Getting to know Romney

The Obama campaign says it came out of its North Carolina convention with momentum, and helped its turnout operation.

"We think it is going to help really frame this election as a choice," said a senior Obama aide.

"We think it also puts in perspective the economy we inherited, where we are and where we need to go."

The Romney campaign counters by saying it believes voters got to know their candidate at a heavily biographical Republican convention.

"That's positioned us to really persuade a lot of these voters," Romney spokesperson Kevin Madden said on Saturday.

"That'll be what these next 60 days is about, talking directly to the issue that they care about most which is the economy."

US elections are not decided on the basis of a popular vote, but by 50 races for the electoral votes of each state.

A slight lead

In practice, the election turns on less than a dozen competitive battlegrounds, including Virginia, Ohio, Iowa, Wisconsin, Nevada, Colorado, Florida, Virginia and North Carolina.

In pre-convention polls, Obama appeared to have a narrow lead in most swing states, according to the RealClearPolitics average of opinion surveys.

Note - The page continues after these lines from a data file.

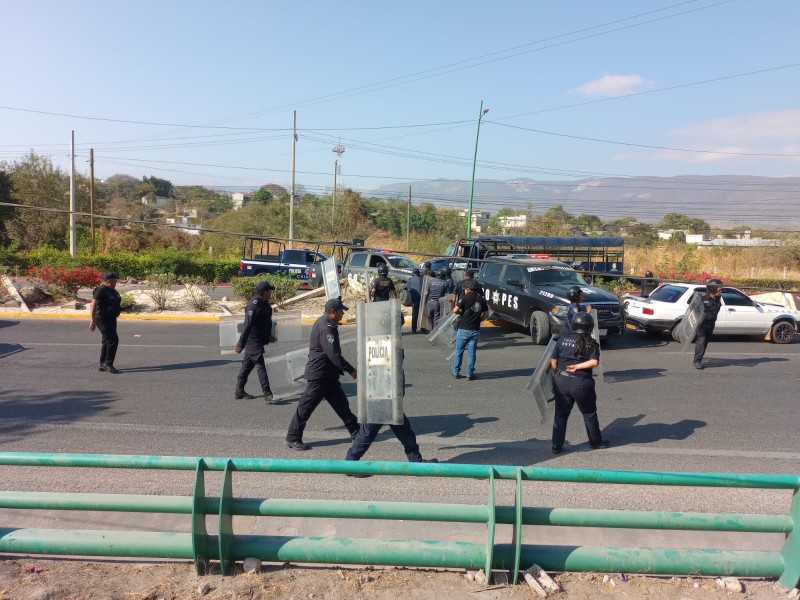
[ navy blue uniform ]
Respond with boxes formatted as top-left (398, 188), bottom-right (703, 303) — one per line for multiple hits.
top-left (236, 296), bottom-right (272, 397)
top-left (694, 293), bottom-right (722, 364)
top-left (551, 333), bottom-right (603, 449)
top-left (286, 315), bottom-right (358, 442)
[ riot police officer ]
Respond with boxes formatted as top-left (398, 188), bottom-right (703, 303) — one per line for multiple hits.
top-left (369, 265), bottom-right (397, 302)
top-left (286, 298), bottom-right (358, 450)
top-left (560, 285), bottom-right (592, 336)
top-left (550, 312), bottom-right (608, 454)
top-left (692, 279), bottom-right (722, 371)
top-left (425, 268), bottom-right (447, 331)
top-left (234, 281), bottom-right (278, 404)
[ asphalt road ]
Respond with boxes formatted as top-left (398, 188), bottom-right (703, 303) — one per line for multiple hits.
top-left (0, 319), bottom-right (800, 548)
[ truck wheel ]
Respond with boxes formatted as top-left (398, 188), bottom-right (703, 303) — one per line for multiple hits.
top-left (531, 310), bottom-right (550, 346)
top-left (771, 321), bottom-right (796, 344)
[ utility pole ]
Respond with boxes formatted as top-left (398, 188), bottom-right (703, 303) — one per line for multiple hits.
top-left (289, 110), bottom-right (297, 248)
top-left (69, 129), bottom-right (77, 256)
top-left (89, 148), bottom-right (94, 254)
top-left (406, 185), bottom-right (411, 252)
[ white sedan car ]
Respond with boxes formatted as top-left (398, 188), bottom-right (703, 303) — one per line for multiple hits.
top-left (622, 283), bottom-right (800, 344)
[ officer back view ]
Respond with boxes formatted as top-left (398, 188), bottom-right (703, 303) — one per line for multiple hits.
top-left (369, 265), bottom-right (397, 302)
top-left (550, 312), bottom-right (608, 454)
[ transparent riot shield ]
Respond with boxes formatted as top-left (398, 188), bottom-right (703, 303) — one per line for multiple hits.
top-left (322, 256), bottom-right (342, 300)
top-left (675, 293), bottom-right (703, 352)
top-left (356, 298), bottom-right (405, 425)
top-left (428, 312), bottom-right (458, 360)
top-left (525, 337), bottom-right (558, 424)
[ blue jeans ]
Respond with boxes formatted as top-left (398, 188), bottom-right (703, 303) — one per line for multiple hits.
top-left (453, 329), bottom-right (481, 377)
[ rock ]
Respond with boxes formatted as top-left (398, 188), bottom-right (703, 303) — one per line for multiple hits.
top-left (242, 556), bottom-right (261, 573)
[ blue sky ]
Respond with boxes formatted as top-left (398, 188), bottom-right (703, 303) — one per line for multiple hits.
top-left (0, 0), bottom-right (800, 205)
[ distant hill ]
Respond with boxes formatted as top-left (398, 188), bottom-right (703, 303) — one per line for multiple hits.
top-left (374, 175), bottom-right (800, 229)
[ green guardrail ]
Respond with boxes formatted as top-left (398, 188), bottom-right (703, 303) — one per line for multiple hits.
top-left (0, 452), bottom-right (800, 588)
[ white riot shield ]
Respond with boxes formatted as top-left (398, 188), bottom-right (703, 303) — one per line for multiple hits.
top-left (322, 256), bottom-right (342, 300)
top-left (428, 313), bottom-right (458, 360)
top-left (525, 337), bottom-right (558, 424)
top-left (675, 293), bottom-right (703, 352)
top-left (356, 298), bottom-right (405, 425)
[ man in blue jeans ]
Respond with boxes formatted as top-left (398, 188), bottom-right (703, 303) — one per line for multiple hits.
top-left (453, 279), bottom-right (489, 381)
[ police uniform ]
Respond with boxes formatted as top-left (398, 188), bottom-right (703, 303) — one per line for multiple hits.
top-left (286, 300), bottom-right (358, 449)
top-left (236, 295), bottom-right (272, 398)
top-left (371, 275), bottom-right (395, 302)
top-left (551, 333), bottom-right (606, 453)
top-left (694, 292), bottom-right (722, 368)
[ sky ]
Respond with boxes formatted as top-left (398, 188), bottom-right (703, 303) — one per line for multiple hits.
top-left (0, 0), bottom-right (800, 211)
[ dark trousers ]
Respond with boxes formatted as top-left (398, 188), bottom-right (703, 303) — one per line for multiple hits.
top-left (553, 374), bottom-right (603, 446)
top-left (694, 323), bottom-right (716, 362)
top-left (236, 348), bottom-right (270, 392)
top-left (347, 415), bottom-right (422, 462)
top-left (94, 319), bottom-right (119, 365)
top-left (286, 379), bottom-right (358, 442)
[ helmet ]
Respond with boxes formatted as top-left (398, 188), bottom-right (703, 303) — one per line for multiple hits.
top-left (706, 278), bottom-right (722, 294)
top-left (572, 312), bottom-right (594, 333)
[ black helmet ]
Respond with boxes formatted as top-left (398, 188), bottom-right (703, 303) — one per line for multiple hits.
top-left (572, 312), bottom-right (594, 333)
top-left (706, 277), bottom-right (722, 294)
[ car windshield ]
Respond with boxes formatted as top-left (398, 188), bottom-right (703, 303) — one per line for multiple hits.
top-left (528, 267), bottom-right (588, 285)
top-left (650, 283), bottom-right (689, 302)
top-left (386, 256), bottom-right (417, 269)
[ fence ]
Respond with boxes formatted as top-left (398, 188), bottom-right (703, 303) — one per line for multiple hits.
top-left (0, 452), bottom-right (800, 588)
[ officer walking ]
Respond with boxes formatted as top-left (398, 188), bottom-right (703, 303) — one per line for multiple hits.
top-left (452, 279), bottom-right (489, 381)
top-left (89, 273), bottom-right (122, 375)
top-left (425, 268), bottom-right (447, 331)
top-left (550, 312), bottom-right (608, 454)
top-left (286, 298), bottom-right (358, 450)
top-left (234, 281), bottom-right (278, 404)
top-left (692, 279), bottom-right (722, 371)
top-left (406, 269), bottom-right (422, 333)
top-left (369, 265), bottom-right (397, 302)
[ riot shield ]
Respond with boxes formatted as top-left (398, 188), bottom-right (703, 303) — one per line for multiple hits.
top-left (322, 256), bottom-right (342, 300)
top-left (525, 337), bottom-right (558, 424)
top-left (356, 298), bottom-right (405, 425)
top-left (675, 293), bottom-right (703, 352)
top-left (428, 312), bottom-right (458, 360)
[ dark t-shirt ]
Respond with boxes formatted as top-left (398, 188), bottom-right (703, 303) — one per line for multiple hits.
top-left (92, 285), bottom-right (122, 321)
top-left (456, 292), bottom-right (489, 331)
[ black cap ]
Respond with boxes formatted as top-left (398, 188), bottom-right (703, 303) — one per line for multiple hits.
top-left (325, 298), bottom-right (347, 312)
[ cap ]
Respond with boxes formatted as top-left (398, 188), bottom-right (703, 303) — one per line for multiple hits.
top-left (256, 281), bottom-right (275, 294)
top-left (325, 298), bottom-right (347, 312)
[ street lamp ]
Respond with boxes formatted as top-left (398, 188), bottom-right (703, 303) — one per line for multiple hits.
top-left (467, 100), bottom-right (489, 237)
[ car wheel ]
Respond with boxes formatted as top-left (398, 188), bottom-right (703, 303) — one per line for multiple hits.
top-left (531, 310), bottom-right (550, 346)
top-left (770, 321), bottom-right (796, 344)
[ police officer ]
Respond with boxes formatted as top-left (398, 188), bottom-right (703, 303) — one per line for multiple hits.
top-left (369, 265), bottom-right (397, 302)
top-left (692, 279), bottom-right (722, 371)
top-left (406, 269), bottom-right (422, 333)
top-left (425, 268), bottom-right (447, 331)
top-left (89, 273), bottom-right (122, 375)
top-left (550, 312), bottom-right (608, 454)
top-left (286, 298), bottom-right (358, 450)
top-left (560, 285), bottom-right (592, 336)
top-left (233, 281), bottom-right (278, 404)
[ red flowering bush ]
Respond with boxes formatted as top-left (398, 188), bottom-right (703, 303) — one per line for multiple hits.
top-left (28, 267), bottom-right (103, 299)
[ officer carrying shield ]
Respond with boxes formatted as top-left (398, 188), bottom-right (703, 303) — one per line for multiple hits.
top-left (550, 312), bottom-right (608, 454)
top-left (692, 279), bottom-right (722, 371)
top-left (369, 265), bottom-right (397, 302)
top-left (233, 281), bottom-right (278, 404)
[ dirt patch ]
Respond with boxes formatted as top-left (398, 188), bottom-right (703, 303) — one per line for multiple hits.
top-left (0, 558), bottom-right (787, 600)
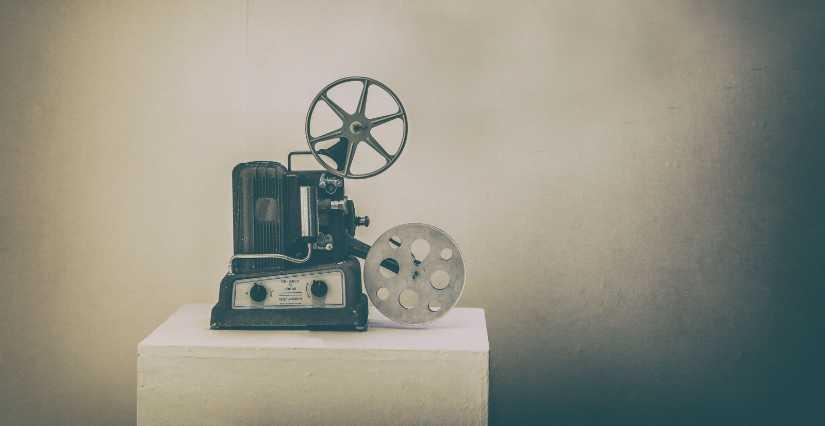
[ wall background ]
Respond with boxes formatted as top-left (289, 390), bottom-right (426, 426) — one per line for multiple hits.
top-left (0, 1), bottom-right (825, 425)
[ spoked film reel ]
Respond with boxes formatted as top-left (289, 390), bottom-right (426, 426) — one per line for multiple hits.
top-left (364, 223), bottom-right (464, 324)
top-left (306, 77), bottom-right (407, 179)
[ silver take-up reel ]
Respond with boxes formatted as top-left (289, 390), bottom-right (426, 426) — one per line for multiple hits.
top-left (306, 77), bottom-right (464, 325)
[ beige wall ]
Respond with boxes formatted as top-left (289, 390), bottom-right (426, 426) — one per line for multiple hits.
top-left (0, 1), bottom-right (823, 424)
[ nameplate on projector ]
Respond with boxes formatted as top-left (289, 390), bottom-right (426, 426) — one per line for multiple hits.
top-left (232, 271), bottom-right (344, 309)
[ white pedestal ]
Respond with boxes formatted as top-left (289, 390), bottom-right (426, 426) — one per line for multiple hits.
top-left (137, 305), bottom-right (489, 426)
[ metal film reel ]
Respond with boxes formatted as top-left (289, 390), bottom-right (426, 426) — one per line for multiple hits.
top-left (364, 223), bottom-right (464, 324)
top-left (306, 77), bottom-right (407, 179)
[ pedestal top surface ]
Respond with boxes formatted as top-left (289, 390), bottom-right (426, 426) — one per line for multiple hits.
top-left (138, 304), bottom-right (489, 356)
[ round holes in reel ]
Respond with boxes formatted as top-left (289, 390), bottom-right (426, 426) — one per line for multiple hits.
top-left (378, 257), bottom-right (400, 278)
top-left (410, 238), bottom-right (430, 262)
top-left (375, 287), bottom-right (390, 300)
top-left (398, 288), bottom-right (418, 309)
top-left (430, 269), bottom-right (450, 290)
top-left (441, 248), bottom-right (453, 260)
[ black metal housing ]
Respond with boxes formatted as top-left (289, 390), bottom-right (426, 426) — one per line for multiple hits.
top-left (211, 160), bottom-right (368, 330)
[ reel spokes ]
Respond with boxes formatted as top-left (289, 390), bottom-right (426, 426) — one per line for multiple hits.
top-left (306, 77), bottom-right (407, 179)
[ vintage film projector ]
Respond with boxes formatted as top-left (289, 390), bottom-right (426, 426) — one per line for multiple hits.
top-left (210, 77), bottom-right (464, 331)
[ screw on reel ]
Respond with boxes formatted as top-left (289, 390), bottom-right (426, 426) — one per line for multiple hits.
top-left (306, 77), bottom-right (407, 179)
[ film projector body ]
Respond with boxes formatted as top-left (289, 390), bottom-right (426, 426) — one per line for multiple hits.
top-left (210, 77), bottom-right (464, 331)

"Our belief is we entered the convention with a small but important lead in most of those battleground states," said top White House strategist David Plouffe.

"We will see where we are at the end of next week, but our suspicion is the race is going to be about where it was."

Privately, Obama strategists say their advantage, if it holds up, means Romney needs to win undecided voters in battleground states by an unlikely three or four to one margin.

That is a tall order given that Obama has more solidly Democratic states in his column, and more plausible routes to the necessary 270 electoral votes, than Romney who almost has to run the table of competitive states.

Big campaign spender

The Romney camp, however, says there are around 8% to 10% of voters in battleground states yet to decide, and that they are among the people most distressed with the state of the country.

"That's an incredible opportunity for us," said Madden, adding that as the economy struggles, Romney's message in the last 60 days will become ever more compelling.

Also compelling is Romney's cash advantage after the former Massachusetts governor significantly outraised the president in recent months.

Romney will also be boosted by a torrent of negative advertising by supportive outside groups knocking the president's record and character, could smudge the current "likeability" advantage Obama has over his foe.

One Obama aide said Romney and supportive groups were outspending the president by a two-to-one margin in some battleground states.

"They are going to outspend us everywhere," the official said.